Non dormivo così bene e così a lungo da anni. Ho sognato di essere in un grande casolare in mezzo alle campagne. C'era una lunga tavolata coperta da una tovaglia di carta bianca a fiori e imbastita a buffet, con torte salate, frittate, pasta fredda, insalatone, verdure al forno. Era una bella giornata, c'era il sole. Mio padre era davanti al forno a legna ad infornare le pizze mentre la mamma, lì accanto, le farciva: pumarola, mozzarelle, fiori di zucca, melanzane, zucchine, acciughe e capperi, funghi, prosciutto crudo. La signora Carla stava imbastendo un'altra piccola tavola per i dolci e il Lazzareschi giocava con Ramòn, lanciandogli un rametto e facendoselo riportare. C'erano i miei colleghi di Parma, vestiti con abiti leggeri, che parlavano a gruppetti di 3 o 4, erano felici. C'era Giulia sdraiata sul prato a piedi nudi che mi invitava a giocare con lei a Shangai. C'era anche la signora Ceni, che riposizionava con meticolosità le pirofile e le teglie che erano sul tavolo del buffet seguendo un disegno geometrico molto preciso che solo lei sapeva. Io mi sdraiavo sul prato con Giulia, appoggiavo la testa sul suo grembo e chiudevo gli occhi. Sentivo il sole scaldarmi il viso e le dita di Giulia passarmi dolcemente tra i capelli, poi la sentivo abbassare il capo su di me e cominciare a leccarmi le orecchie. Sarebbe chiaramente diventato un sogno erotico se non avessi sentito quell'indistinguibile odore di cane diventare sempre più penetrante: Ramòn.
Quando ho aperto gli occhi mi scodinzolava vivacemente davanti chiedendomi con lo sguardo di portarlo fuori. Il sole era già alto e il salotto era inondato di luce.
Ho sentito l'acqua scorrere dal bagno e ho capito che il Lazzareschi era sveglio. Le lettere di papà erano ancora lì sul tavolo dove le avevo lasciate. Oggi gliele faccio leggere ho pensato.
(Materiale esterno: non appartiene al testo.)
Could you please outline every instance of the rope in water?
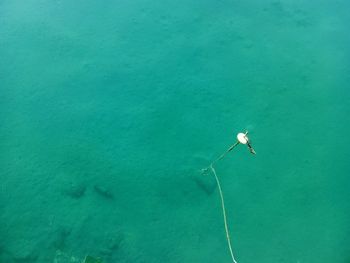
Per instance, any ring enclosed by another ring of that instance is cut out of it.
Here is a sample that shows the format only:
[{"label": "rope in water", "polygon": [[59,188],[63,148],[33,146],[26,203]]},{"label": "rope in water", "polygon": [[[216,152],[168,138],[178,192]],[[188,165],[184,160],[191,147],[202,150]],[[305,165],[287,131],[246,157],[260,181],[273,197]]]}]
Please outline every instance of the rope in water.
[{"label": "rope in water", "polygon": [[226,209],[225,209],[225,202],[224,202],[224,195],[222,193],[222,190],[221,190],[221,185],[220,185],[220,180],[219,180],[219,177],[217,176],[216,174],[216,171],[214,169],[214,164],[218,161],[220,161],[221,159],[223,159],[226,154],[228,154],[230,151],[232,151],[238,144],[242,143],[242,144],[246,144],[249,148],[249,151],[251,154],[256,154],[253,147],[251,146],[250,142],[249,142],[249,139],[247,137],[247,134],[248,134],[248,131],[246,131],[245,133],[238,133],[237,134],[237,142],[234,143],[230,148],[228,148],[226,150],[226,152],[224,152],[223,154],[221,154],[217,159],[215,159],[209,167],[207,168],[204,168],[202,169],[202,172],[205,172],[205,171],[208,171],[209,169],[213,172],[214,176],[215,176],[215,180],[216,180],[216,184],[218,186],[218,189],[219,189],[219,194],[220,194],[220,198],[221,198],[221,208],[222,208],[222,215],[224,217],[224,225],[225,225],[225,232],[226,232],[226,240],[227,240],[227,245],[228,245],[228,248],[230,250],[230,254],[231,254],[231,258],[232,258],[232,262],[233,263],[237,263],[234,255],[233,255],[233,252],[232,252],[232,246],[231,246],[231,240],[230,240],[230,233],[229,233],[229,230],[228,230],[228,225],[227,225],[227,218],[226,218]]},{"label": "rope in water", "polygon": [[225,209],[224,195],[223,195],[222,190],[221,190],[220,180],[219,180],[219,177],[218,177],[217,174],[216,174],[216,171],[215,171],[215,169],[214,169],[214,167],[213,167],[213,164],[211,164],[211,165],[209,166],[209,168],[211,169],[211,171],[212,171],[213,174],[214,174],[214,177],[215,177],[215,180],[216,180],[216,184],[217,184],[218,189],[219,189],[219,194],[220,194],[220,198],[221,198],[222,215],[223,215],[223,217],[224,217],[224,225],[225,225],[226,239],[227,239],[228,248],[229,248],[229,250],[230,250],[232,262],[237,263],[237,261],[236,261],[234,255],[233,255],[233,251],[232,251],[231,240],[230,240],[230,233],[229,233],[228,225],[227,225],[227,218],[226,218],[226,209]]}]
Quando sono tornata dalla passeggiatina con Ramòn il Lazzareschi si era vestito con tanto di camicia buona ed era seduto al tavolo del salotto. Mi aspettava. Tra lui e le lettere c'erano una moka fumante da 4, due tazzine e un piattino di biscotti.
Cinque biscotti: due per te, due per me e uno per Ramòn! Gli ho detto sorridendo. Ero così contenta di vederlo alzato e ben vestito. Abbiamo mangiato in silenzio, poi lui ha preso le lettere, chiedendomi prima il permesso con lo sguardo, e ha cominciato a leggerle. Prima ha letto la lettera che Giada Brenna aveva mandato a mio padre e poi ha letto un paio di quelle scritte dal papà e tornategli indietro.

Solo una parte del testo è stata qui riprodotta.